Adobe v Forever 21

Adobe-v-Forever-21- 8211 -Are-we-worried-about-our-ITAM-reputations

I read with intrigue the post from John Tomeny that Adobe, Autodesk, and Corel sued Forever 21 alleging copyright infringement. I’ve known John for nearly 20 years and work with him closely on ISO working group 21 activities (the folks who are responsible for the 19770 ITAM standard). What intrigued me was this is the first case (at least that I recall) that has been filed by a software vendor in some time.

I used to work on the vendor side – overseeing McAfee’s (now Intel) global license compliance program, and then working with BSA who are known for representing some of the larger software vendors and collecting “tips” for reporting software piracy.

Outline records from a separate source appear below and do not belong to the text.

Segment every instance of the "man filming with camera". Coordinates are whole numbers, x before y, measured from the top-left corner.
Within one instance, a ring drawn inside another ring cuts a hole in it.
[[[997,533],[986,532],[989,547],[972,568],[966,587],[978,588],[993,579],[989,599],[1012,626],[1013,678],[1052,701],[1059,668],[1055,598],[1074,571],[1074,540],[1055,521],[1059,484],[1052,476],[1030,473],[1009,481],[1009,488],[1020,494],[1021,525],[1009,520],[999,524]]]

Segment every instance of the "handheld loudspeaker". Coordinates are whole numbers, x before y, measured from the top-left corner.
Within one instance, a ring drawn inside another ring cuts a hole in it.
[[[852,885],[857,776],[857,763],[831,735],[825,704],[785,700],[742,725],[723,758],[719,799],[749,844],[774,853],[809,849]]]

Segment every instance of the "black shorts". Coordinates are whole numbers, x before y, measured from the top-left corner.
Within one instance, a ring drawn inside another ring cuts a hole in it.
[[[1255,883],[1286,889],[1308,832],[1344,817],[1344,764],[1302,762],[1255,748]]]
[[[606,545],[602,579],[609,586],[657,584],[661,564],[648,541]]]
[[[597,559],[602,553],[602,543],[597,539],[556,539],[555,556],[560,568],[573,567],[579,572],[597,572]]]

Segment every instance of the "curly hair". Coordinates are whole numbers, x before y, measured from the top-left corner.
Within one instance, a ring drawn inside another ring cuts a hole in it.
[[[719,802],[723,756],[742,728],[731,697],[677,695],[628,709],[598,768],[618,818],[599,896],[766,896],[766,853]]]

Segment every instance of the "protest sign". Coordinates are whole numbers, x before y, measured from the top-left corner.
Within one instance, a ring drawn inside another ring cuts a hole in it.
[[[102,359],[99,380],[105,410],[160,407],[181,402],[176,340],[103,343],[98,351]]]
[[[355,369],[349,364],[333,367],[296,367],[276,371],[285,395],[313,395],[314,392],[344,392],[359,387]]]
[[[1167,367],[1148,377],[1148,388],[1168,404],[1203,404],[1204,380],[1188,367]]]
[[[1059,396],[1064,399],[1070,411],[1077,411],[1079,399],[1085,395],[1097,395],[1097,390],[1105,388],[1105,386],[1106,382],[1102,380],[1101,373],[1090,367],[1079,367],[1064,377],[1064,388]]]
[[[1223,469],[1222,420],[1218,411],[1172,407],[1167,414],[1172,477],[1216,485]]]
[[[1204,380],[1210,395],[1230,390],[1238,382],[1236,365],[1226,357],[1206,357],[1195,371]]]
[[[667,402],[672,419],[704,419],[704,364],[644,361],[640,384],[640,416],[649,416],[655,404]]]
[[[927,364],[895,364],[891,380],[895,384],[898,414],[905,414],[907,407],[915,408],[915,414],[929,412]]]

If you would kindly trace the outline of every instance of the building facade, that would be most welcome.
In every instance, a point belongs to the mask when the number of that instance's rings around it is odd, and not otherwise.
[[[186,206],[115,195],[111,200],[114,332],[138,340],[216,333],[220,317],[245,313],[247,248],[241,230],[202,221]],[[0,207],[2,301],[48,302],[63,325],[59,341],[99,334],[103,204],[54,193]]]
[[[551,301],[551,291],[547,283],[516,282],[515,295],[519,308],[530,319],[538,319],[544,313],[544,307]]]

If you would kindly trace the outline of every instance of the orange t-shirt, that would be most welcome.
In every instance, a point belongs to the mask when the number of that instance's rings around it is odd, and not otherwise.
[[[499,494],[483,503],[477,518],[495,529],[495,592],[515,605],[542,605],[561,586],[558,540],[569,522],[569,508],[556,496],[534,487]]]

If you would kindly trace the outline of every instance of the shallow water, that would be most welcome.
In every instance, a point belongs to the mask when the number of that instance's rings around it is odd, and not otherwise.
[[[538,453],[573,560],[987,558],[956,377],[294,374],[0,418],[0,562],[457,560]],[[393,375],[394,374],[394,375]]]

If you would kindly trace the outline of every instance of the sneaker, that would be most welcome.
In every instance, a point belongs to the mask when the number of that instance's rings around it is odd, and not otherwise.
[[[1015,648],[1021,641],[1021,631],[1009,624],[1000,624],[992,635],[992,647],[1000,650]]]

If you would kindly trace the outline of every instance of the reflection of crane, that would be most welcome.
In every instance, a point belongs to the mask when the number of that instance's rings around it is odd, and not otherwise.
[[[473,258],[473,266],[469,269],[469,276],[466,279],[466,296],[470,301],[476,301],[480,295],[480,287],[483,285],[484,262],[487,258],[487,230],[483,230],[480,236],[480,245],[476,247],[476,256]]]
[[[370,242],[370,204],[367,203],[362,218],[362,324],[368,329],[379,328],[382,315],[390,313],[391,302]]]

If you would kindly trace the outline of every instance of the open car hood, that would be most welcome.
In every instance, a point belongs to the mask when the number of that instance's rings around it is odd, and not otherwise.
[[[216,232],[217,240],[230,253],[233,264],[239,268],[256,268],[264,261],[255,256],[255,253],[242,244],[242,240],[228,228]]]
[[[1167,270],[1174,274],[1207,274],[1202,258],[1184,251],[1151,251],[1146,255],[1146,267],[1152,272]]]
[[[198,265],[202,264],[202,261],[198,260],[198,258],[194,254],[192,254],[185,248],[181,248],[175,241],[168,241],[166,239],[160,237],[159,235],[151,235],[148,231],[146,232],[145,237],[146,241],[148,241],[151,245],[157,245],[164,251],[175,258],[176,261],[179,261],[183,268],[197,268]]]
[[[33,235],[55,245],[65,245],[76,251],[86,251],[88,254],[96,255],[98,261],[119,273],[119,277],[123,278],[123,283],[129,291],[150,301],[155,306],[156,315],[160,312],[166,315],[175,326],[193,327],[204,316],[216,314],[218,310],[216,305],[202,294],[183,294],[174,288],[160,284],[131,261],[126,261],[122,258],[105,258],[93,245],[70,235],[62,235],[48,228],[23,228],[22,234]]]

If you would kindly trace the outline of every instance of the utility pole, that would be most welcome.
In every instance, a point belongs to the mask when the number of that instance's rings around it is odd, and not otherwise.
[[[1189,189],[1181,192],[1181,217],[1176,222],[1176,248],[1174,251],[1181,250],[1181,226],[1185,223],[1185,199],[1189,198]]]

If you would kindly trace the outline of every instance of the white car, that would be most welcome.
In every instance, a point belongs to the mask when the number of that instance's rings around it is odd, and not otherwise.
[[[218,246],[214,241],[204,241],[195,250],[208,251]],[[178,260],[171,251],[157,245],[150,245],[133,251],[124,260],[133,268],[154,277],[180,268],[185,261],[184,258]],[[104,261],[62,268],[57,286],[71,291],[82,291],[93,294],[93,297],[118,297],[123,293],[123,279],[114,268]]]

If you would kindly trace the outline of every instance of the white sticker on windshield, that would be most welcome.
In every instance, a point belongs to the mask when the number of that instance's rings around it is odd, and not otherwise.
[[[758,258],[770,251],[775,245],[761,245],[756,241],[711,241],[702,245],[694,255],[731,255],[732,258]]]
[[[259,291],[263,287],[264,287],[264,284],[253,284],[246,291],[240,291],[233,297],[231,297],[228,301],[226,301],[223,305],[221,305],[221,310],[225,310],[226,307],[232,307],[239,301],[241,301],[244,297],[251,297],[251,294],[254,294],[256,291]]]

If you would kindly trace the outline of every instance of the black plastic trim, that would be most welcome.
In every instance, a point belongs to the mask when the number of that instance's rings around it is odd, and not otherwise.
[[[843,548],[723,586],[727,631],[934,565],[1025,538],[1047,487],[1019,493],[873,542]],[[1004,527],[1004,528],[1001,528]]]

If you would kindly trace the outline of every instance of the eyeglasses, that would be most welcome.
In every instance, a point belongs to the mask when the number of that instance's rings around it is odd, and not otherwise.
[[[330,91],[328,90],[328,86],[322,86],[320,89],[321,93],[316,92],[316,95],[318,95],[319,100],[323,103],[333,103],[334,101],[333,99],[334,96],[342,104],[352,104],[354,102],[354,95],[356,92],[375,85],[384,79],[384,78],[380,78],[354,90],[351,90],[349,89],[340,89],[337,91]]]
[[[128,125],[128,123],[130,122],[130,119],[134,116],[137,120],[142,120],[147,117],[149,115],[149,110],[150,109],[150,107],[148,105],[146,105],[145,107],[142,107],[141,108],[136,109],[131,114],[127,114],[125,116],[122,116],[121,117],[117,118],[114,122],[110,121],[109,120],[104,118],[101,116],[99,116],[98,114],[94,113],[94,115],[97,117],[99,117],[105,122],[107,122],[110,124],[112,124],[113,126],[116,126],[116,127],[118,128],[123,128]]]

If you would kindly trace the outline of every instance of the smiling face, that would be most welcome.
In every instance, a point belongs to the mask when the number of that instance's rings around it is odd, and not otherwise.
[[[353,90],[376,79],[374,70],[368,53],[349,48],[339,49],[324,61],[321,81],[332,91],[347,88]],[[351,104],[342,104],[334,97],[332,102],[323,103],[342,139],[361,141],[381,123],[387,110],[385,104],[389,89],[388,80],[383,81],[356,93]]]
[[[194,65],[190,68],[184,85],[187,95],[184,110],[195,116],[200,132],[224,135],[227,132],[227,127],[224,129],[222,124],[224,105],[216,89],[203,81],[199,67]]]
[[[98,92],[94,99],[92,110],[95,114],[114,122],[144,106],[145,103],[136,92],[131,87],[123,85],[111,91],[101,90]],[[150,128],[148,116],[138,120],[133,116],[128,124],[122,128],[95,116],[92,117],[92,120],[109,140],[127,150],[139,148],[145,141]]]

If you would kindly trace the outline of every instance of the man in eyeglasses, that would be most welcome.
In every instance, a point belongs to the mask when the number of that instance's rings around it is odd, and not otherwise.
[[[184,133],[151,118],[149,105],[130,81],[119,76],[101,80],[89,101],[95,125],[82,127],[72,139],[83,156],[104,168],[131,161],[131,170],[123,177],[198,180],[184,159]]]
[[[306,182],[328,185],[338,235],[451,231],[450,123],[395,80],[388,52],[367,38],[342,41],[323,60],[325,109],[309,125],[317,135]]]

I have three thoughts about this news:

  1. The complaint itself: I got a copy of the complaint (you can search for it online, I used the term, “Adobe v Forever 21”) and glanced through it. When looking at the section on the infringing activities of the defendant, the complaint alleges that Forever 21 did not purchase adequate licenses for the defendants’ products, and that Forever 21 circumvented technological control measures that control access to the defendants’ products. If this is true, it means Forever 21 went beyond simple copying of the software and “cracked” the technological measures to prevent unauthorized use in the first place. This goes beyond the traditional type of piracy brought by vendors and their associations.
  2. Reputational Damage: Jason Keogh posted about the reputational damage this may (or may not) inflict on Forever 21 and their customers. My research reveals that Forever 21 is a family owned business. It is my position that Forever 21 will not see much of a hit from this lawsuit as it will come down to a civil penalty (paid by the owners of the company). However, the same might not be true for a publicly held organization. When shareholders learn that a publicly held organization use unlicensed software, they see it as a failure in company management. Further, I’ve been on calls when organizations essentially ‘plead with me’ to reduce the amount of the settlement to keep it below a certain threshold as a penalty over that threshold was material – and therefore reportable to the board of directors.
  3. Association Involvement (or lack thereof): I find it interesting that neither association (BSA or SIIA) is a part of this action. While software vendors do not have to file these cases through their respective associations, I find it interesting the vendors went at this themselves. I could make suppositions as to why this is the case, but I leave it up to you to formulate your own thoughts.

Bottom line. This lawsuit will be resolved via a settlement agreement with Forever 21 agreeing to pay a fine and agreement to only use licensed software moving forward. I’d love to hear from you whether you think these types of actions are useful – and if so, in what way.